CRÔNICA

Crônica do Professor Antonio Glauber sobre as notícias do dia 20 de janeiro de 2026

Crônica do Professor Antonio Glauber sobre as notícias do dia 20 de janeiro de 2026
Publicado em 21/01/2026 às 2:37

Por Antonio Glauber Santana Ferreira — Japaratuba-SE

O dia 20 amanheceu com cheiro de papel carimbado e faísca elétrica no ar. O sol saiu tímido, como quem desconfia do noticiário, e as manchetes, essas senhoras espalhafatosas, desfilaram na passarela da realidade com vestidos de ironia, saltos de hipérbole e maquiagem de sarcasmo. Sente-se, caro leitor e cara leitora. Respire. O mundo hoje fala alto — e tropeça nas próprias palavras.

Primeiro ato: o Tribunal de Contas entra em cena com toga de maestro e batuta de prudência. Suspende a seleção da organização social que cuidaria dos hospitais municipais de Aracaju. Suspende — verbo elástico, que estica o tempo e encolhe a pressa. A denúncia aponta possíveis ilegalidades num edital que sonhava alto: mais de R$ 170 milhões por ano. Um número que não anda; desfila. Um valor que não fala; grita. O dinheiro, personificado, fazia planos: queria ser curativo, soro, plantão, UTI; mas foi pego antes de virar novela mexicana, com capítulos longos e finais inconclusos. O TCE puxou o freio de mão da realidade e disse: “Calma. Hospital não é pista de corrida. Saúde não é roleta.” E o silêncio que se seguiu foi o silêncio de quem percebeu que o bisturi da fiscalização corta antes da infecção.

Segundo ato: o Congresso brinca de Lego com diplomas.
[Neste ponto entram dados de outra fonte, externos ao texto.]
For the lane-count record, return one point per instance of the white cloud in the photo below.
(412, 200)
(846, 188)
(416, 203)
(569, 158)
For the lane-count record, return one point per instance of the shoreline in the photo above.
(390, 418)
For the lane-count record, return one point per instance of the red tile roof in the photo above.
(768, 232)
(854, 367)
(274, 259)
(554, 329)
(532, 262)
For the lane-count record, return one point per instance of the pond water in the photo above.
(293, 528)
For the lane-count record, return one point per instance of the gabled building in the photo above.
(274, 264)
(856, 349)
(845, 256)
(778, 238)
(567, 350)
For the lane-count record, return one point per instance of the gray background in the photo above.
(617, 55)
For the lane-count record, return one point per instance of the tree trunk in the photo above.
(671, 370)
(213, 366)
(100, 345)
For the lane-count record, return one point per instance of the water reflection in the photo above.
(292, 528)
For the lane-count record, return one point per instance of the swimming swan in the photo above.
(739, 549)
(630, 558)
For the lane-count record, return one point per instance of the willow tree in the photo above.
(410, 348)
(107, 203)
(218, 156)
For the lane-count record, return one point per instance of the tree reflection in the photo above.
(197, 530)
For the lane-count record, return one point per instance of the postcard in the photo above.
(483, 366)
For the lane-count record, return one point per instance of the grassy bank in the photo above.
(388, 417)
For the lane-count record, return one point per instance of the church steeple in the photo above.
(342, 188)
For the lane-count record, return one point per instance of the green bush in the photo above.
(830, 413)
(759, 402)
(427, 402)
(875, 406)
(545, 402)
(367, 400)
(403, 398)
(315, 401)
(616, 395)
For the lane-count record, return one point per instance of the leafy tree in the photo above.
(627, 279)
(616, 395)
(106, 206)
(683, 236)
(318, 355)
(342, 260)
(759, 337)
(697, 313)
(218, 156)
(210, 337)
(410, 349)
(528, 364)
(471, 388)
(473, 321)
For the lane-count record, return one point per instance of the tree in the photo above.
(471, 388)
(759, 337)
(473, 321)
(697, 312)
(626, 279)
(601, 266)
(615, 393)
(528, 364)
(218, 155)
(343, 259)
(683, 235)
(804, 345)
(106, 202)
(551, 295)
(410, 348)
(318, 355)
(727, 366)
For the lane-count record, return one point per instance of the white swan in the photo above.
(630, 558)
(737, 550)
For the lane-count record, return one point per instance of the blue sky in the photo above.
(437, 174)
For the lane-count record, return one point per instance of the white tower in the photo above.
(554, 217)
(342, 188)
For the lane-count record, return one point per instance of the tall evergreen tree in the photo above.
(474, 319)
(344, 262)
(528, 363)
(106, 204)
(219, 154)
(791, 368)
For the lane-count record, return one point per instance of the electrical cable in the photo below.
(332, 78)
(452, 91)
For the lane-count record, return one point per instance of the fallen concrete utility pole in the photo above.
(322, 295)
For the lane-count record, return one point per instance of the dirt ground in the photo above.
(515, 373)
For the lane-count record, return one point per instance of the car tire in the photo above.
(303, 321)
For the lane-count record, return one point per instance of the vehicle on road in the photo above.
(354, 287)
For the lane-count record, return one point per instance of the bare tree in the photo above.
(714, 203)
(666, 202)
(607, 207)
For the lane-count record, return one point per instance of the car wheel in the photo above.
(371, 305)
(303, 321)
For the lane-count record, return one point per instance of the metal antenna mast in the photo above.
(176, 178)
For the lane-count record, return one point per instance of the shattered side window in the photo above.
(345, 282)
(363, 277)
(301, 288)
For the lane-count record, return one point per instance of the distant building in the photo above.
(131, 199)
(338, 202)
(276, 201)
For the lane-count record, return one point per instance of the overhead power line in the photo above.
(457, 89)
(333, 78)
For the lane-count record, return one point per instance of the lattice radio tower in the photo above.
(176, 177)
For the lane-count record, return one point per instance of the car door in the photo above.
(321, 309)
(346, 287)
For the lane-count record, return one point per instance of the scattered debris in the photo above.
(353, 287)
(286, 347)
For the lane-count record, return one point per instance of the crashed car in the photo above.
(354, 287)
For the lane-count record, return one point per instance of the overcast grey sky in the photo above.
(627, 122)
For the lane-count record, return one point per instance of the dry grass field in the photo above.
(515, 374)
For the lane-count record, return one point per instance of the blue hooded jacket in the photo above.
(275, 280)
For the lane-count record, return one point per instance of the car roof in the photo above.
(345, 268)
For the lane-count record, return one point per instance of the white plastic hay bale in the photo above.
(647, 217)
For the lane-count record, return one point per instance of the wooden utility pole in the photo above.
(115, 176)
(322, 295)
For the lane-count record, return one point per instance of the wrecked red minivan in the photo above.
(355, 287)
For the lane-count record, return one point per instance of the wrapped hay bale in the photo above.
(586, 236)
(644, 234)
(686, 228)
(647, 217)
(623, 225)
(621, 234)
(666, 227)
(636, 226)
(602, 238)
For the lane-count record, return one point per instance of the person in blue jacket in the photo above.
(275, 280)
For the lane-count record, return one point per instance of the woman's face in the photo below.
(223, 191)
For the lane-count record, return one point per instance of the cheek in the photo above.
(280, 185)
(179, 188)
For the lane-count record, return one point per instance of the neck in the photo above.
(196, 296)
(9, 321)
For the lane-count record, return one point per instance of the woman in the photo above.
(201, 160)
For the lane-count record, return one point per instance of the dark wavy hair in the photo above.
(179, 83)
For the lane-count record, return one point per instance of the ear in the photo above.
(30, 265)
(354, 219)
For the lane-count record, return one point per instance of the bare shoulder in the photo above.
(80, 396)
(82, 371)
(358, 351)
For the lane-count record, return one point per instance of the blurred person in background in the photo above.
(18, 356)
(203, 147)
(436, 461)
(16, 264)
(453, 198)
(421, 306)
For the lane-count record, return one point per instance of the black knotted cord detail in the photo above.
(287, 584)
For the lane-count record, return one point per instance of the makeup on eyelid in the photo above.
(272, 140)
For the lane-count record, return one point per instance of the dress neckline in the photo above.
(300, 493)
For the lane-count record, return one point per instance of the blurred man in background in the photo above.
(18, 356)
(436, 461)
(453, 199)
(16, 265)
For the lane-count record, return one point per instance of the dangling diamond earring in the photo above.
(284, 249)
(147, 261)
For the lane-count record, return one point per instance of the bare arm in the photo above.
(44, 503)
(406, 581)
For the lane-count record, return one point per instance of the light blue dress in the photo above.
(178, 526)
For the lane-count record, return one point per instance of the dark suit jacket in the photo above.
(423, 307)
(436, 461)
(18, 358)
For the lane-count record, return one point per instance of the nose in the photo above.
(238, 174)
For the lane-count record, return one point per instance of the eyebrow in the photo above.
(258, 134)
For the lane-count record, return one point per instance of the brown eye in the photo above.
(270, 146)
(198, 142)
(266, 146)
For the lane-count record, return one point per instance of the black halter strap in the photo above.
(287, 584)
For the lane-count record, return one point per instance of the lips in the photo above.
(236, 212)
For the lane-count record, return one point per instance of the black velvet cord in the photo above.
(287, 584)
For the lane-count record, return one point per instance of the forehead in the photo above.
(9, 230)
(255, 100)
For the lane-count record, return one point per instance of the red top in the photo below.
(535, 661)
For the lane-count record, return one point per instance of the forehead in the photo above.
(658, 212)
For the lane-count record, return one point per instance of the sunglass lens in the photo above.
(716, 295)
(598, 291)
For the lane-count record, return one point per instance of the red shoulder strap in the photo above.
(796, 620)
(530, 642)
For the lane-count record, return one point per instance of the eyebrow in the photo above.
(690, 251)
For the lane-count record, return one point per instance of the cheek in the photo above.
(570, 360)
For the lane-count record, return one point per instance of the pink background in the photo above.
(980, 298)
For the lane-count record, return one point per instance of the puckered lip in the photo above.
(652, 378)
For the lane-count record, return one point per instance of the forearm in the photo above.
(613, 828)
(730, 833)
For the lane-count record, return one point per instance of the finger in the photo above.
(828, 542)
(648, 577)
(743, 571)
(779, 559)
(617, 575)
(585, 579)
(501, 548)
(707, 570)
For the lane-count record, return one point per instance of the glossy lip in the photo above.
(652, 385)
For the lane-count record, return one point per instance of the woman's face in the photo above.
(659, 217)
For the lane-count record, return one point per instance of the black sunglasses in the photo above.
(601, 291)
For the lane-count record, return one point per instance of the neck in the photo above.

Surgem projetos para criar a chamada “OAB da Medicina”. A ideia promete filtro, prova, régua e esquadro. Mas o tema emperra, engasga, trava no meio da garganta do plenário. Enquanto isso, o INEP aparece com a prancheta da verdade: 30% dos cursos mal avaliados, notas 1 e 2 — aquelas que reprovam até o otimismo. A educação médica, coitada, anda de jaleco amarrotado, com estetoscópio cansado e prova na mão pedindo socorro. A metáfora é simples: formamos médicos como quem imprime panfletos — rápido, barato e sem revisar o texto. Depois, estranhamos quando a consulta dura três minutos e o diagnóstico vem com erro de português. A “OAB da Medicina” tenta nascer, mas o parto é difícil; falta anestesia política e sobra interesse corporativo. O paciente — a sociedade — aguarda na sala de espera, lendo revistas antigas e torcendo para não ser chamado pelo nome errado.

Terceiro ato: o Air Force One resolve filosofar. No meio do céu, o avião presidencial dos Estados Unidos sofre um problema elétrico e retorna à base. Volta. Retornar é verbo humilde, coisa rara em tempos de discursos inflados. O presidente estava a caminho de Davos, aquele Olimpo dos poderosos onde as palavras “sustentável” e “inclusão” vestem ternos caros. Mas a aeronave, cansada de tanta pompa, piscou as luzes e disse: “Hoje, não.” A eletricidade falhou como quem lembra ao mundo que até a maior potência depende de fio, tomada e bom senso. O céu, cúmplice, abriu um sorriso irônico: ninguém é imune ao curto-circuito da realidade — nem o avião mais vigiado do planeta.

E assim o dia segue, com ritmo de samba torto e pausa de suspiro. O dinheiro aprende a esperar, os diplomas pedem revisão, e o poder volta para casa por falta de energia. No fundo, as notícias cochicham uma mesma lição: quando a fiscalização pisa firme, a pressa tropeça; quando a formação falha, o futuro adoece; quando a vaidade voa alto demais, a técnica puxa para o chão.

Que amanhã a gente acorde com menos faísca e mais luz — não a elétrica que cai, mas a ética que fica. E que o noticiário, cansado de gritar, aprenda a falar baixo, com clareza, para que a realidade — essa senhora exigente — finalmente escute.